Leman: Customization may mean different things. To state the obvious, mapping is all about data or content, right? We provide tools and services to enable our customers to access the data in order to personalize the maps.

We have programmers who, for instance, just want access to the map content, and they will build the software on their own. Other customers want a full navigation application using our mapping sites. Customers can add layers on top of our maps to tailor the content to their brand or for the needs of their customers. An example is an OEM which wants to retain electric vehicle (EV) drivers within their brand experience. They will prioritize their own charging points.

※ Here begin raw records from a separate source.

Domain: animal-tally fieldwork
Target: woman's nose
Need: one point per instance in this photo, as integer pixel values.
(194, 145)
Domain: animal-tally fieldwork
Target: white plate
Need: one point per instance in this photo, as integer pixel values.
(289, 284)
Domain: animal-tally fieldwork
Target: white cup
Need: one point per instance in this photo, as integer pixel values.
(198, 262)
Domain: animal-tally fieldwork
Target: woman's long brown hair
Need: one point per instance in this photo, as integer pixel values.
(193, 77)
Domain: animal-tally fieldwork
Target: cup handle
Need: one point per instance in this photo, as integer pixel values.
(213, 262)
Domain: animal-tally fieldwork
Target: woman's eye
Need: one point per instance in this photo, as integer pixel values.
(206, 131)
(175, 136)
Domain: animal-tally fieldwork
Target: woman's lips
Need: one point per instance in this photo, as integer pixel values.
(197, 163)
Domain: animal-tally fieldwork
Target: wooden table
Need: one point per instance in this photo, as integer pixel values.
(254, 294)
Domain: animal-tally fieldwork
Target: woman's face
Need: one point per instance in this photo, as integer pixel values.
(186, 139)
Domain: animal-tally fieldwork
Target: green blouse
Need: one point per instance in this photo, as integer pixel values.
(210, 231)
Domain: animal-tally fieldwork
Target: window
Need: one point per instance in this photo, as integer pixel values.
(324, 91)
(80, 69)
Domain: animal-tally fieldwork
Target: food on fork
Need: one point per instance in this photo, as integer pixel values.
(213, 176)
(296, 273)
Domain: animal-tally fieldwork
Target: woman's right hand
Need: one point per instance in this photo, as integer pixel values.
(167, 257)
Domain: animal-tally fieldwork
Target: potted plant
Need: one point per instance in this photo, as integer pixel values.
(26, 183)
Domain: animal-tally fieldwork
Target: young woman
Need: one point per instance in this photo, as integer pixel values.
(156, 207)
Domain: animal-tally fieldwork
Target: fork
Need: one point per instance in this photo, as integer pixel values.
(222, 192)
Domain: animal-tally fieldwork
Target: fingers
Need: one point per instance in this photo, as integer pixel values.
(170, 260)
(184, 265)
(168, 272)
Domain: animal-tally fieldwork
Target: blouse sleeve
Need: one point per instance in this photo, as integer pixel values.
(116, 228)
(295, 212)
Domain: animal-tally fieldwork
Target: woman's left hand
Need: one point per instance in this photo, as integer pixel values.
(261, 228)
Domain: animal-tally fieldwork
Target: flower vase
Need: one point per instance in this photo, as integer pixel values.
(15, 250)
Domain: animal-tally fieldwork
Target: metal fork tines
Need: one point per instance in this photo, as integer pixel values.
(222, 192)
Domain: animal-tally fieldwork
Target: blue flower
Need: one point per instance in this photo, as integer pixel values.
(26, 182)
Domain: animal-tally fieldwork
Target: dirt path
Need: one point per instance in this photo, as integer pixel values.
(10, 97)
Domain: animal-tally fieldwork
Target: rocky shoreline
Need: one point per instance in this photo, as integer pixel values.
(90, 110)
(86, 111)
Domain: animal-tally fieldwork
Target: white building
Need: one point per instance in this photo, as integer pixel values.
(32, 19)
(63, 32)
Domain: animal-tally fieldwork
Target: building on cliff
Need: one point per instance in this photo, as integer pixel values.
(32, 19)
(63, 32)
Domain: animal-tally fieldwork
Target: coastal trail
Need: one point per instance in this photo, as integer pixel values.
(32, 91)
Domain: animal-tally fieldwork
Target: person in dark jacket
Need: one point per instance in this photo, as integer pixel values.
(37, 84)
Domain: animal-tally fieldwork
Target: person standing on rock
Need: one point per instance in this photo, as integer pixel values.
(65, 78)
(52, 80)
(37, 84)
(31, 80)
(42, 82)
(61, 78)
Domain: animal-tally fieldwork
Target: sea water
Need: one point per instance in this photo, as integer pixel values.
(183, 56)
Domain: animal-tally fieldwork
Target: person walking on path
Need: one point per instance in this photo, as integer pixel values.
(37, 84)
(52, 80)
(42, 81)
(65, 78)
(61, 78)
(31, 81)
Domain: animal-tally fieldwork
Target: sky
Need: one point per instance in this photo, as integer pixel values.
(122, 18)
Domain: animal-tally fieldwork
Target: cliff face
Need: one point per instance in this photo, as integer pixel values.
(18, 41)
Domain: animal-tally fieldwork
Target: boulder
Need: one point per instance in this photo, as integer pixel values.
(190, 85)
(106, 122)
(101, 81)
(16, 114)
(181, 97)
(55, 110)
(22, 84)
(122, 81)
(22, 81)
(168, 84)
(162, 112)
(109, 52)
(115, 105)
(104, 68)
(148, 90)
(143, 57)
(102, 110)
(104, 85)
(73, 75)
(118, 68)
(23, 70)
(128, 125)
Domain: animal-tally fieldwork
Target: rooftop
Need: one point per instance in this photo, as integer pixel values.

There can also be different layers, such as LiDAR to support driving at night or when there is limited visibility. TomTom believes it is important to allow their customers to create an experience that supports their brand ecosystem. They can fully customize the navigation to support and enhance their brand experience.

Their designers can change the full human machine interface (HMI) of the navigation system, including the shape and color of the buttons, font, and the look and feel of the map to make it fit seamlessly into the design of the cockpit.

AI: How crucial is the traffic data for organizations across various sectors?

Leman: Let us start by accepting that traffic is the lifeblood of cities and economies. TomTom was founded on the belief that connected devices can contribute to creating better traffic quality.

In Europe, about one out of four cars on the road feeds us data, which gives us access to tremendous amounts of anonymized insights which translate into traffic information that we take back to our customers so they can make informed decisions about the best route to take.

For industry and private drivers, every minute counts. You satisfy your customers because you arrive on time, or your fleet is more efficient because you gain a few minutes through intelligent routing.

If you are in your own vehicle, you want to make sure that you arrive on time for your next meeting or a family dinner.

City authorities want to ensure there are good synergies between pedestrians and drivers, and that they can optimize mobility by taking their traffic management system to the next level.

If you are fleet manager, the last 100 meters is as important as the rest of the journey. Drivers need to know how to avoid traffic congestion and where to park.

AI: What’s next for TomTom?

Leman: We see huge potential for automated driving to come of age. For it to realize its potential, the automotive industry needs access to map content with the level of quality and coverage we provide.

Then there is the emergence of the software defined vehicle, where there is a convergence between navigation and the driving experience. For that navigation, down to the lane level is a fundamental requirement.

There is also a need for geospatial analytics and more understanding of traffic patterns by urban planners. Analytic tools are needed to provide context because data without that does not mean anything. With analytics, we can support government agencies with more intelligence, insurance companies with more accurate information, cities with better traffic analytics and more.